En l’an I de la République, la Révolution cherche insatiablement une légitimité de marbre. C’est au cœur de Paris, dans les rues sinueuses et cloitrées de la Terreur, que deux artistes ont souhaité s’interroger sur la problématique de la sacralité dans un processus politique révolutionnaire. Le ciel au dessus du Louvre est une œuvre magistrale mis en image par Bernar Yslaire et scénarisé par Jean Claude Carrière. Ce dernier, que l’on connaît mieux comme scénariste du grand écran, qui a notamment travaillé au côté de Andrzej Wajda pour le film Danton, se confronte à nouveau à l’histoire de la Révolution française à travers un récit dessiné . L’édition Futuropolis, en partenariat avec le musée du Louvre, amorce un réel travail de fond depuis quelques années dans la réflexion autour de l’image en général. Insérer des œuvres au cœur d’une bande dessinée, c’est dynamiser une mise en abime insolite qui permet d’ouvrir une nouvelle dimension à la recherche esthétique, artistique, voire historique. Le récit commence par cette phrase évocatrice : « La Révolution est aux abois, envahie par l’Europe des rois, rongée par la guerre de Vendée et d’autres révoltes à Lyon, à Marseille ». Marat vient de mourir assassiné, le processus de sacralisation est en marche, la Révolution prend un nouveau départ, il faut constamment œuvrer pour la légitimation du pouvoir en place. L’histoire est celle des deux des plus grandes personnalités politiques, Robespierre et David, situés au cœur de la tourmente révolutionnaire. Au nom du Comité de Salut public, Robespierre commande à David une représentation de l’Etre Suprême car « tout culte à besoin d’image, même l’Invisible a besoin d’être incarné » (planche 24).

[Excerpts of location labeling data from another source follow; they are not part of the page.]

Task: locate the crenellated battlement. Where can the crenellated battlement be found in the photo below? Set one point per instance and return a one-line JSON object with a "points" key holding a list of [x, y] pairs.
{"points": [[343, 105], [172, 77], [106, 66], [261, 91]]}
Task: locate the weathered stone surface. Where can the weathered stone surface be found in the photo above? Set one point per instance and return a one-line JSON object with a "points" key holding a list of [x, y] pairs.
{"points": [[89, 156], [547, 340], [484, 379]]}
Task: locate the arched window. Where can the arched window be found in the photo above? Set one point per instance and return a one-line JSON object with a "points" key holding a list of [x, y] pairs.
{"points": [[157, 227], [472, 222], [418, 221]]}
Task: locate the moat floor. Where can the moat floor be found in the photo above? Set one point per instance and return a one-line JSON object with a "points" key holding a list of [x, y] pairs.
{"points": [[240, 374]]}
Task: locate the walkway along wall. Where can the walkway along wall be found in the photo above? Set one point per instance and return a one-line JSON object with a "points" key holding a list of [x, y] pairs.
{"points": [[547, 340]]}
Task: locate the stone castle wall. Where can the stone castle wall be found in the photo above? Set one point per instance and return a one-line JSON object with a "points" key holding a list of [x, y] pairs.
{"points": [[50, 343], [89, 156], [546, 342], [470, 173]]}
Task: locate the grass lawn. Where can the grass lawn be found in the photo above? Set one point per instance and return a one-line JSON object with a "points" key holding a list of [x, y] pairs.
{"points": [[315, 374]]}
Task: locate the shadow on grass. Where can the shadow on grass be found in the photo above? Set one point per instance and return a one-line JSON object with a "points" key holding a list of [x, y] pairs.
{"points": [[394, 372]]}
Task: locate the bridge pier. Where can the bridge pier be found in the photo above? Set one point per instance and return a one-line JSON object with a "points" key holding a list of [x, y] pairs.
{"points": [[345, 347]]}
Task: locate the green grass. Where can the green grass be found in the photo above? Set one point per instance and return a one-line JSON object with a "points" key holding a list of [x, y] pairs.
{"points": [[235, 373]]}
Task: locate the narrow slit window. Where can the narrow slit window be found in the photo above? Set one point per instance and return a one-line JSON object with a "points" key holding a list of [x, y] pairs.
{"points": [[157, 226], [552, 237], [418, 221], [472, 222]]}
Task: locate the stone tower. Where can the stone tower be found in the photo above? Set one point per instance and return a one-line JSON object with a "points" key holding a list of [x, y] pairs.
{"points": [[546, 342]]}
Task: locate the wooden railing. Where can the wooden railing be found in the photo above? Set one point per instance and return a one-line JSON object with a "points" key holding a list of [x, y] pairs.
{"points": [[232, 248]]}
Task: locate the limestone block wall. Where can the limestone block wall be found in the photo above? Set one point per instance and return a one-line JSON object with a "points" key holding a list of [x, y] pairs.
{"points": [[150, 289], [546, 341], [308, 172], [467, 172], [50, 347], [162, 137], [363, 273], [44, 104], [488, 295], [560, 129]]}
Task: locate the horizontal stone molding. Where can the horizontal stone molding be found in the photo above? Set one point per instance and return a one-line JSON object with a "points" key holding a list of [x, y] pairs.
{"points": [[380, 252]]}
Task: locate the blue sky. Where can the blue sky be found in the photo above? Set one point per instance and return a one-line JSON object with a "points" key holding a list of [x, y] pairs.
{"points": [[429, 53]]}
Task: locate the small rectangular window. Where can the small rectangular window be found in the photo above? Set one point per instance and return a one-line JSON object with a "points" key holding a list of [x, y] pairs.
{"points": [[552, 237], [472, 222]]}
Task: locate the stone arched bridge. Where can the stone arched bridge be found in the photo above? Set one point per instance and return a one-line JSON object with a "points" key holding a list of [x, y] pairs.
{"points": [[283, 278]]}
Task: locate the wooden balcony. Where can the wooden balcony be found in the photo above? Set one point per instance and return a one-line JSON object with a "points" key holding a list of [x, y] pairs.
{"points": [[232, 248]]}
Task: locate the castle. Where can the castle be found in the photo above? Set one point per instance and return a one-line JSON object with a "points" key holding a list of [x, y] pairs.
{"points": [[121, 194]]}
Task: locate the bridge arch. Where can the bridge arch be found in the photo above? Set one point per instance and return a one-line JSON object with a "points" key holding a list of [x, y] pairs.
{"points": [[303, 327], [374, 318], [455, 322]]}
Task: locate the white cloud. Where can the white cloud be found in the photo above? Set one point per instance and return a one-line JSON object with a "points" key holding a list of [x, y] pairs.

S’interroger sur le pouvoir de l’image pendant la Révolution française, c’est essayer de se pencher sur les acteurs eux-mêmes, de se rapprocher de leur volonté de produire une légitimité durable. Dans une quête créative, l’image prend une place de choix, elle peut transcender les êtres, elle peut être le garant d’un pouvoir embryonnaire. « C’est dans la représentation que le pouvoir est absolu » écrit Louis Marin dans Le portrait du roi. On a bien ici une des thématiques fondamentales de cette bande dessinée, où la « République doit se défendre par les armes, mais aussi par les idées, par les images, par les symboles, par la beauté » (planche 10). Dans cette France devenue orpheline, de père et de mère, la question de la sacralité semble devenir essentielle. Les auteurs nous invitent à nous interroger sur un ciel devenu désespérément vide et à nous demander si l’Art ou l’image peut produire une divinité. Dès l’ouverture, Yslaire et Carrière inaugurent un processus de représentation. La pleine page, qui prend la forme d’un tableau (par là même les chapitres deviennent eux aussi différents tableaux), ouvre une scène de théâtre par sa propre composition, les chevalets faisant office de rideaux ouverts. Cet indice emphatique apporte l’élément fondamental de la réflexion : la bande dessinée s’assume comme la représentation du réel, elle ne prétend pas l’incarner. Dès les premiers balbutiements qui suivent la

mort de Marat et la naissance de la prééminence de Robespierre sur la scène politique, le rôle de David se trouve changé. Il apparaît comme le « metteur en scène » de la Révolution. Robespierre se saisit rapidement de ces talents pour représenter les nouveaux principes de la République, les martyrs de la Révolution…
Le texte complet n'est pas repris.